From thence we started early for Peyrehorade, rather a large place, nearly as large as Kingston-upon-Thames. It was a market-day, and the people of the country crowded in as usual. They all stared at us, most saluted us; all were civil, and we got our quarters with much more facility, and met with ten times the civility we had ever done in Spain. I never witnessed a single quarrel, though the town was crowded as it is during an election with you, and we had only about twenty dragoons to protect all the twelve hundred animals and baggage of head-quarters.

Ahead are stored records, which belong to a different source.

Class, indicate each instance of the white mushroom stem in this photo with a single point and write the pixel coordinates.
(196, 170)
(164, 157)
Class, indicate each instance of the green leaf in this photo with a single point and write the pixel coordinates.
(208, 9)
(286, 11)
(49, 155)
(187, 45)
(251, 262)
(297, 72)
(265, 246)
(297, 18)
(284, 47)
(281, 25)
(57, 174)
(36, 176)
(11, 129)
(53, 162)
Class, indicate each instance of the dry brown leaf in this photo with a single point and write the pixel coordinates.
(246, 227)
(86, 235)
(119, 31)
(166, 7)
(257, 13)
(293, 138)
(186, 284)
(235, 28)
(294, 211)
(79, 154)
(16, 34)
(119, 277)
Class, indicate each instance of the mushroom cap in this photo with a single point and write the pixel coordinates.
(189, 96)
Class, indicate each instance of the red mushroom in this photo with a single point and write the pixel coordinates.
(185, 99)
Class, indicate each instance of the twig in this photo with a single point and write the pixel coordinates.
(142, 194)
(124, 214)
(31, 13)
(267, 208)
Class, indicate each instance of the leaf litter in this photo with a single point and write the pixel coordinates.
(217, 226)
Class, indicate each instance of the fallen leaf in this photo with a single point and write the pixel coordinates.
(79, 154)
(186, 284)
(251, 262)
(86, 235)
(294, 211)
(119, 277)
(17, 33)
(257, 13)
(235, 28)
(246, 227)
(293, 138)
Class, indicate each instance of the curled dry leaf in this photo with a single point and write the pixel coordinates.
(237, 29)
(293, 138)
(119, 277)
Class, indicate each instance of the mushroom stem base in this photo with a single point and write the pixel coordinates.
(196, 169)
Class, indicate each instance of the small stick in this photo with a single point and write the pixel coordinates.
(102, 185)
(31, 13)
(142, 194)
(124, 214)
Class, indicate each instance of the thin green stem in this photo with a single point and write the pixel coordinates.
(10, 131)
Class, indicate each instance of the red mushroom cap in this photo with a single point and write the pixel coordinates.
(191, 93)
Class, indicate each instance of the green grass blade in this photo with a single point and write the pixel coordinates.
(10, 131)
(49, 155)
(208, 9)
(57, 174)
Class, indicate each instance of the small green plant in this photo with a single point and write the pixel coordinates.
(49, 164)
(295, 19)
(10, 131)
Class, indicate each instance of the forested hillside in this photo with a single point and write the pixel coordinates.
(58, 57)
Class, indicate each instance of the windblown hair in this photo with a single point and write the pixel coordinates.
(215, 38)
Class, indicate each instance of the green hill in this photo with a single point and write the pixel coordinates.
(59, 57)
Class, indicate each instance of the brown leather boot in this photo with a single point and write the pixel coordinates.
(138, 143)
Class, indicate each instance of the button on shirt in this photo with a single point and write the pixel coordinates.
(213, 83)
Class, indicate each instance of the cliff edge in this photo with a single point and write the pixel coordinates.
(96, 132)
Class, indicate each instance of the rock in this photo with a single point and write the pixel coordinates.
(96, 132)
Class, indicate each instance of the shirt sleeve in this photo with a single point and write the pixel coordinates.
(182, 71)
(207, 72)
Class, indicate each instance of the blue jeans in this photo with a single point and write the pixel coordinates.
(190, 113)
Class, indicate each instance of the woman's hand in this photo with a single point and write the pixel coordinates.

My host was particularly civil, and gave me a very good apartment and an excellent dinner—some roast beef à l’Anglaise, a duck, and a fowl. The whole family dined with us, wife, mother, and two daughters. The eldest son, who had been intended for an attorney, had been taken as a conscript, and was wounded at Leipsic—since that time they had not heard of him. I comforted them by suggesting that he must have been left at Mayence. The next son was sixteen, and at school at St. Sever; next year it became his turn to take his chance as a conscript. You may well conceive that we were considered as welcome guests; independently of the expectation of having coffee and sugar cheap for grandmamma, and English linens, muslins, &c., for the two ugly misses.

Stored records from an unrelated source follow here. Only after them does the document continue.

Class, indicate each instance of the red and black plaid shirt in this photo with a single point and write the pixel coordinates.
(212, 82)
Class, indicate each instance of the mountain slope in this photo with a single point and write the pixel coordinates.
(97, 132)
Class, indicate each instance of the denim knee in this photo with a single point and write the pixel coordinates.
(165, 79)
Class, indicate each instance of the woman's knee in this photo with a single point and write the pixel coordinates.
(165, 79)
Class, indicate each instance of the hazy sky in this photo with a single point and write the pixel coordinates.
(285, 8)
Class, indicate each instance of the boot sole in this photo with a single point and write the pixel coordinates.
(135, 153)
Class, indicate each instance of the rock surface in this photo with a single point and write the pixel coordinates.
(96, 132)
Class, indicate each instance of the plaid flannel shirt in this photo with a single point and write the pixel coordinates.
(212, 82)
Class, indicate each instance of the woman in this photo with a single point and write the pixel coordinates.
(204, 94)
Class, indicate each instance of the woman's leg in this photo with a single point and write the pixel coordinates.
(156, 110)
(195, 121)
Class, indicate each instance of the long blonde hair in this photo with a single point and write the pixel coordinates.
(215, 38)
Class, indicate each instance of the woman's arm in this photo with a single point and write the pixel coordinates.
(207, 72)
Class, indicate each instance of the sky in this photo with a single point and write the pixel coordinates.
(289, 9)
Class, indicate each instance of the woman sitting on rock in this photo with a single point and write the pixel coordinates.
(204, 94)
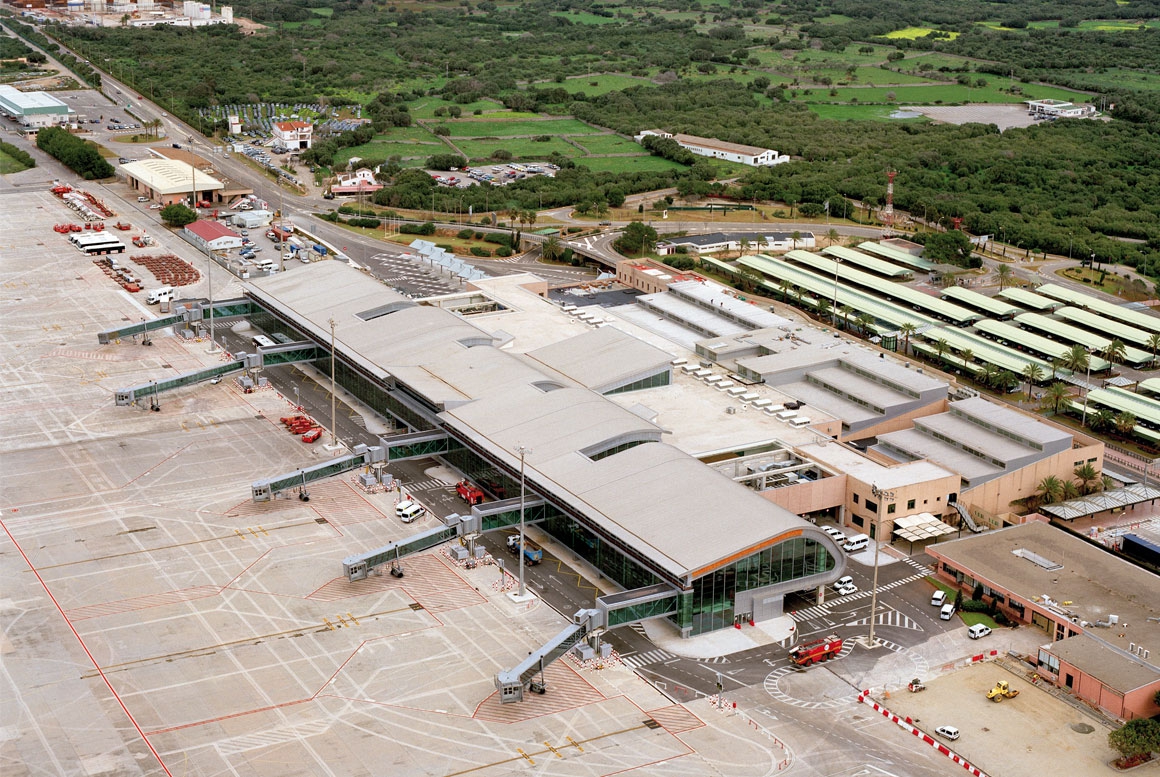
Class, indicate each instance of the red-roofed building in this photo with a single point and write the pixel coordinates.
(295, 135)
(211, 235)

On the 3rd of March we started again for Orthes, the scene of the famous battle, of which you will have heard before you receive this letter, and of which we received several imperfect accounts as we went along. The reception all along the road, and at Orthes, was the same as at Peyrehorade. Dr. M—— and Major G—— just stopped in the stable of a château for shelter, when the owner came out and took them in, and gave them cold turkey and champaign. At Orthes I got an excellent quarter at the house of the Juge de Paix, who was very hospitable as usual; and as the weather was so excessively bad, and my Portuguese almost dead with their walk of twenty miles in the rain and mud, I stopped the night there, notwithstanding the head-quarters were regularly eight miles further at Soult. I knew the latter was a miserable place, which was another inducement with me to remain.

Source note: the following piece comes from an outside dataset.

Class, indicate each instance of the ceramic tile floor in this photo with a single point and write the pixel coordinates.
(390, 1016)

At Orthes I found about two thousand wounded, one thousand English, and the others French and Portuguese; the latter had behaved well, as usual. I found the Adjutant-general, Pakenham, confined to his bed, ill at the inn, but, at nine at night, and this morning, very much better. The hospitals are all established, and in full activity. Lord March was shot in the chest, but the surgeon hoped he would do well, and thought so; he could not, however, find the ball, but had reason to think it had not passed the lungs. Colonel Brook’s brother (a schoolfellow of George’s) was shot through the lungs, and there is little hope of him.

The affair at Orthes was quite unexpected; as they had suffered our army to pass all the rivers, no one expected this desperate stand, for such I am told it was, the French having seldom fought better. They stood some time after they had ceased to fire, and it is therefore concluded that they had had no ammunition left; and even after our cavalry (who behaved well) was in the midst of them cutting away. At last they gave way, and then fled quickly. Their loss no one knows, as the wounded got off to the villages round; but all say that their army is actually reduced above eight thousand men, as the conscripts are all running home as fast as they can. Above twenty had come back to Peyrehorade; and one gentleman-like young man I met at my quarter there was a convalescent conscript, and such he said he should now always remain, unless affairs took another turn again.

Our state here is most curious; all riding about singly, entering any house we please, and well received everywhere, the baggage straggling all over the country; every one declaring that one man had caused all their misery for the last three years. The Bourbons are almost forgotten; and few, even of the better sort of people, know who the Duke d’Angoulême is. All want peace, and, therefore, wish him well. The French people are just now humbled to a most astonishing degree—I could scarcely have believed it possible.